I think this is a positive step - people underestimate the emotional impact it has on dads not being able to be around in the early weeks and months. However it is a very subjective issue. For example, I don't think my DH would have enjoyed being at home as much as I did. He isn't very patient so I think he would have found elements of an extended paternal leave to be frustrating and rather boring. He had two weeks and I think he was quite glad to return to work even after that short time. For those families where the dynamics are different then it could work very well, particularly if the mum is the higher earner f the two.

OrdinarySnowflake · 09/12/2018 11:34

Paid at SMP? Then no, because while we could cope without my wage, DH's paid the bills.

If at full pay then definitely.

The problem with this fails to factor in that woman are usually the lower paid in a relationship. There are complex reasons for that, so on a family by family level, it often would be better if the mother takes the time off, not the father.

(I'm sure lots of people will respond that they earn more than their DP, but across the nation, it's not the case.)
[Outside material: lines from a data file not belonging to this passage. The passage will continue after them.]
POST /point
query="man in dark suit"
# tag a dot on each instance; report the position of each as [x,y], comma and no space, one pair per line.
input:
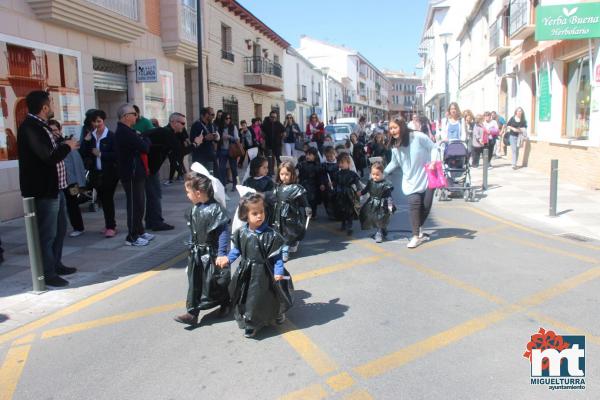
[42,175]
[132,158]
[163,142]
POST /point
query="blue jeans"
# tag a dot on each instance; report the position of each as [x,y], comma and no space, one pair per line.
[153,202]
[514,148]
[224,159]
[52,224]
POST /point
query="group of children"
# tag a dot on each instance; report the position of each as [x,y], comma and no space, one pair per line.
[275,218]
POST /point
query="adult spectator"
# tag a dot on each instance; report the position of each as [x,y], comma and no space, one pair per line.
[100,159]
[132,150]
[315,131]
[273,131]
[75,179]
[454,128]
[142,124]
[411,150]
[292,132]
[516,127]
[162,142]
[176,164]
[202,136]
[229,136]
[42,175]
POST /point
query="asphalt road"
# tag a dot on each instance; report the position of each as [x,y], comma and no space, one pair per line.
[449,320]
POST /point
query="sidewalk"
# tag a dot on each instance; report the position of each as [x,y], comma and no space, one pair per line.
[101,262]
[523,195]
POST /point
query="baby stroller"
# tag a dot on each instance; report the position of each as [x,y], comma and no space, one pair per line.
[457,171]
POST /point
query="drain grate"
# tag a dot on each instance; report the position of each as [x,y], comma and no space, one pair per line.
[575,237]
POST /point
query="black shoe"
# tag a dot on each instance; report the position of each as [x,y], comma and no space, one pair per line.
[163,227]
[57,281]
[62,270]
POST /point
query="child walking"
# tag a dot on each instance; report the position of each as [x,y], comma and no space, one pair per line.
[345,190]
[291,209]
[259,179]
[261,287]
[208,222]
[309,175]
[378,209]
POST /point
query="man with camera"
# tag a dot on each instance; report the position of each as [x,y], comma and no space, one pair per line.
[42,175]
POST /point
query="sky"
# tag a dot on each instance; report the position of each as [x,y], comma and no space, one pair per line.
[386,32]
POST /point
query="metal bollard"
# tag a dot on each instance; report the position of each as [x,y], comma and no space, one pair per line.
[553,187]
[486,164]
[33,245]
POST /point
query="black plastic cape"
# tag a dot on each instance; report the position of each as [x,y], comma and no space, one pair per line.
[257,299]
[375,213]
[345,204]
[207,283]
[289,215]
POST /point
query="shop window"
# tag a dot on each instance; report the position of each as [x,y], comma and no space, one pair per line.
[230,106]
[579,92]
[158,98]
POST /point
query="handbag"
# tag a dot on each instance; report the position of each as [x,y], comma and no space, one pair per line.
[435,177]
[236,150]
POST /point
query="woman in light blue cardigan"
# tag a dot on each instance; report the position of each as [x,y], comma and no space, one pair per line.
[411,150]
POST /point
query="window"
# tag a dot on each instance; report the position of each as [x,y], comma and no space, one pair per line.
[226,51]
[230,106]
[579,93]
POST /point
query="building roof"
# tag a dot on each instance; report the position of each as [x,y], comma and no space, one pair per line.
[246,16]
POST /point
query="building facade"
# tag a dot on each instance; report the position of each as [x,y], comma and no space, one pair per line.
[365,89]
[404,99]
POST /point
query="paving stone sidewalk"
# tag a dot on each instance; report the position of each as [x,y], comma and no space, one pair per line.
[523,195]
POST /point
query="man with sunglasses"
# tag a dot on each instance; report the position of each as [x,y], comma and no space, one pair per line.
[204,137]
[163,142]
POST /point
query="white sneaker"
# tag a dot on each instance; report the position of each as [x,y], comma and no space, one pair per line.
[414,242]
[139,242]
[147,236]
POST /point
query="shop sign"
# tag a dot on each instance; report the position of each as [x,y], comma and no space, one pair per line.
[568,21]
[146,71]
[545,110]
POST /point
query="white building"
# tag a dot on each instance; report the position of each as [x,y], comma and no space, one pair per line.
[355,73]
[302,87]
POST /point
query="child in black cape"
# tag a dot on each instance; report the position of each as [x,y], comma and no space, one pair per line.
[291,209]
[261,288]
[345,193]
[330,168]
[208,222]
[310,175]
[378,209]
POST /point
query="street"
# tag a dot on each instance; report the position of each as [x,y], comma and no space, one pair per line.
[450,319]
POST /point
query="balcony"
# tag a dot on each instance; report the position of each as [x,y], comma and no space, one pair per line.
[521,19]
[263,74]
[179,30]
[225,55]
[116,20]
[499,43]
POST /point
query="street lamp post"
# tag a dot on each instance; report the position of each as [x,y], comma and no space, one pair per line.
[445,37]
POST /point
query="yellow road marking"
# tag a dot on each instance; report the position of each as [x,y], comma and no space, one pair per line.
[445,338]
[307,349]
[341,381]
[526,229]
[24,340]
[335,268]
[359,395]
[12,369]
[110,320]
[313,392]
[73,308]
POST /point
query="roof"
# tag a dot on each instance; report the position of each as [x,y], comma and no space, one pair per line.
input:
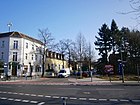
[19,35]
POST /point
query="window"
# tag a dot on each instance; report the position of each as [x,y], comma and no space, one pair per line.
[2,55]
[26,56]
[2,45]
[26,45]
[32,47]
[37,48]
[36,57]
[14,56]
[15,44]
[32,57]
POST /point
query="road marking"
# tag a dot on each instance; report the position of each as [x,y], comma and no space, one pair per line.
[3,98]
[64,97]
[10,99]
[92,99]
[41,103]
[40,95]
[113,100]
[48,96]
[82,98]
[4,92]
[34,102]
[73,98]
[135,100]
[55,97]
[102,99]
[25,101]
[15,93]
[124,100]
[9,92]
[86,92]
[33,95]
[21,93]
[17,100]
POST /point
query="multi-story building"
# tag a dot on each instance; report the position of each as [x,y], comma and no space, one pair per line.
[55,61]
[20,54]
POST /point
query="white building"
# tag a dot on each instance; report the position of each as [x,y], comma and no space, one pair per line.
[20,54]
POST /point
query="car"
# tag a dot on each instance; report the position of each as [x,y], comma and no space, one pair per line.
[64,73]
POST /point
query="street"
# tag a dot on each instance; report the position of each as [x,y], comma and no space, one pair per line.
[37,94]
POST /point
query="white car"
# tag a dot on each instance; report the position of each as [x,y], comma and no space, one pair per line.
[64,73]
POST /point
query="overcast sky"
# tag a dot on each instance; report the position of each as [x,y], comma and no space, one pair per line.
[65,19]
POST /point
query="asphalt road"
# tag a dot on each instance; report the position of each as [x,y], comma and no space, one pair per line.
[25,94]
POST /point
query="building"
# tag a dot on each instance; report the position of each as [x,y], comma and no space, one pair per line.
[20,54]
[55,61]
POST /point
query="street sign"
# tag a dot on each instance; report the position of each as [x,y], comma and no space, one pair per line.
[109,69]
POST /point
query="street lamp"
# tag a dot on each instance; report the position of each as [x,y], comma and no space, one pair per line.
[121,61]
[9,25]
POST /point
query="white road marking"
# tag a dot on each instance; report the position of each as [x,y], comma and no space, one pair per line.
[64,97]
[25,101]
[3,98]
[82,98]
[92,99]
[10,99]
[9,92]
[113,100]
[135,100]
[4,92]
[21,93]
[40,95]
[15,93]
[33,95]
[17,100]
[48,96]
[124,100]
[73,98]
[102,99]
[34,102]
[41,103]
[55,97]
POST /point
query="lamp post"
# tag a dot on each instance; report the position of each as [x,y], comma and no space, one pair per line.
[9,25]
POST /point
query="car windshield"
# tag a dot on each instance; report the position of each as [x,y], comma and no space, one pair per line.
[62,71]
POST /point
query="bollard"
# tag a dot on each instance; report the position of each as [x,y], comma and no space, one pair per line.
[64,101]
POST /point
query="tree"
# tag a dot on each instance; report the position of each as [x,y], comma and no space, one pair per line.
[61,48]
[114,34]
[90,54]
[68,44]
[103,43]
[47,40]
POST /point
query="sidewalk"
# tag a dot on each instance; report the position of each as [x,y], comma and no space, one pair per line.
[70,81]
[98,81]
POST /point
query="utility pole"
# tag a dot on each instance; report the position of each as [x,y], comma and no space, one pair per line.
[9,26]
[122,60]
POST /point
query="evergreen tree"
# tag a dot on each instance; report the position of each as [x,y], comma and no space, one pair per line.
[103,43]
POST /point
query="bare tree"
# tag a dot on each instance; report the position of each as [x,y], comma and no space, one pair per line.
[80,50]
[47,40]
[61,48]
[135,10]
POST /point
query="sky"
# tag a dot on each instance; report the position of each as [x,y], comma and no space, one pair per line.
[65,19]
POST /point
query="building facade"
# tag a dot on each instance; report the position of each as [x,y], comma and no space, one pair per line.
[55,61]
[20,54]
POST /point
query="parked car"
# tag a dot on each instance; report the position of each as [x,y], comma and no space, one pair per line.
[64,73]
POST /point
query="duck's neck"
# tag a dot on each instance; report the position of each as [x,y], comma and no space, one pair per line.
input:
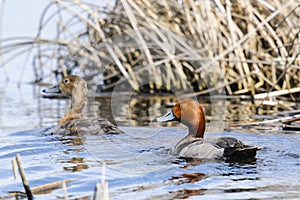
[76,111]
[197,128]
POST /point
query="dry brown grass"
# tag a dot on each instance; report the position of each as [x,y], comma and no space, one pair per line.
[246,47]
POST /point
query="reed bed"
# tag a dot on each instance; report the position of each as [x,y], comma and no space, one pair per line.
[242,47]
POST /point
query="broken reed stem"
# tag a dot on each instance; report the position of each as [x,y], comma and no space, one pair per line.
[24,180]
[14,166]
[64,186]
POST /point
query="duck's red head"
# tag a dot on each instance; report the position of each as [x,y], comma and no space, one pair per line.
[188,112]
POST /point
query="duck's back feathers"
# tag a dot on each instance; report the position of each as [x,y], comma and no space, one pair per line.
[211,148]
[236,149]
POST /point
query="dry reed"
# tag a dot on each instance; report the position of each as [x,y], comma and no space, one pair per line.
[246,47]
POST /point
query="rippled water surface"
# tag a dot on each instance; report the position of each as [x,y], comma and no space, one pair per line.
[138,163]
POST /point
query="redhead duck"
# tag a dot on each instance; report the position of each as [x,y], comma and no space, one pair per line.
[190,113]
[73,122]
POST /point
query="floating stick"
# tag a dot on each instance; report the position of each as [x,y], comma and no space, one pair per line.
[24,180]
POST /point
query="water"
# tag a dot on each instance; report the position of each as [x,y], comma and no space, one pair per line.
[139,165]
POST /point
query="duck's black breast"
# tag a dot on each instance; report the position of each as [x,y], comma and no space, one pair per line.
[89,126]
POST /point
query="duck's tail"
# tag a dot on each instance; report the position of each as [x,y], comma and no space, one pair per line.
[244,152]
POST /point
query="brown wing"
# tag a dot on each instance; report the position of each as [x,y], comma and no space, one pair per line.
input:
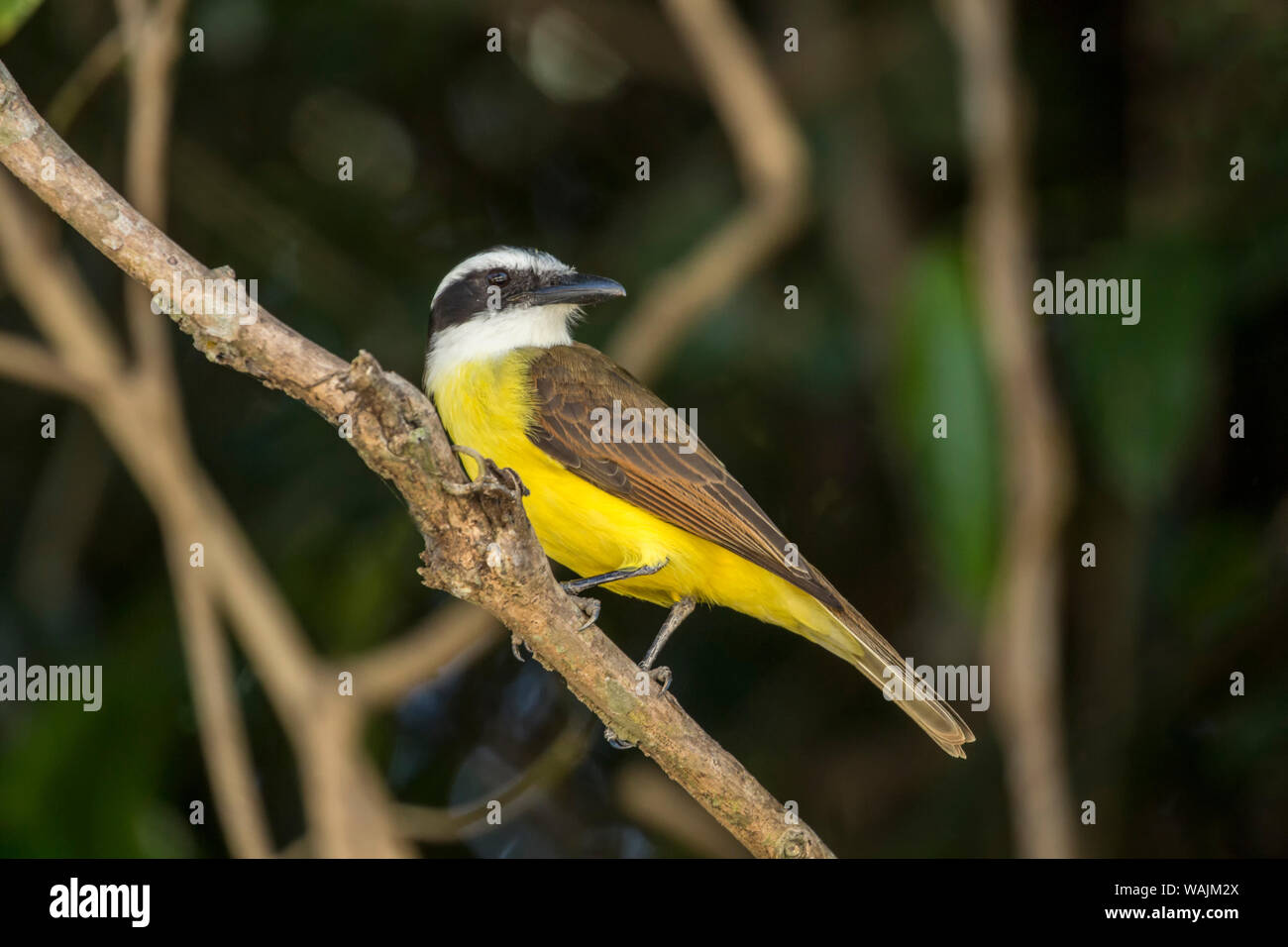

NotCitrus · 09/12/2018 11:39

It's a good step forward. Is there scope for taking the leave a couple days a week, working part time?
I had 9 months on 90% pay, and needed almost all of it to recover from birth. I then had 2 months unpaid before returning part time - it would have been great if DP could have had paid leave then. It would also have been better for him and his team and me if his paternity leave was simply an extra 10 annual leave days rather than having to be taken as a two-week block.

cucumbergin · 09/12/2018 11:52

@OrdinarySnowflake - but it isn't paid at SMP, and what Aviva found is that with their equal leave policy, that allows men working at Aviva to take up to 12 months leave without affecting the mother's leave, and gives them 6 months FULL PAY, then the majority of new dads will take it up when the financial barriers are removed.

www.aviva.com/newsroom/news-releases/2018/11/avivas-paid-parental-leave-shows-men-are-eager-to-share-childcare-duties/

New fathers at Aviva UK have taken an average of 21 weeks’ paternity leave since the policy was introduced, compared to two weeks in the previous year
67% of Aviva UK new dads opted to take six months2 off work to care for their new arrivals
95% of Aviva UK new dads took more than two weeks, the entitlement typically offered through statutory paid paternity leave

SnowdropFox · 09/12/2018 13:12

We would have loved this! Dd is 4 months old and adores her dad but always settles best with me and looks for me. DH works shifts and does everything he can do bond with her. 6 months together would make a huge difference especially with that bonding and helping at night's. The lack of sleep is a challenge so with him being available to help it would help with my sanity and possibly keep pnd at bay!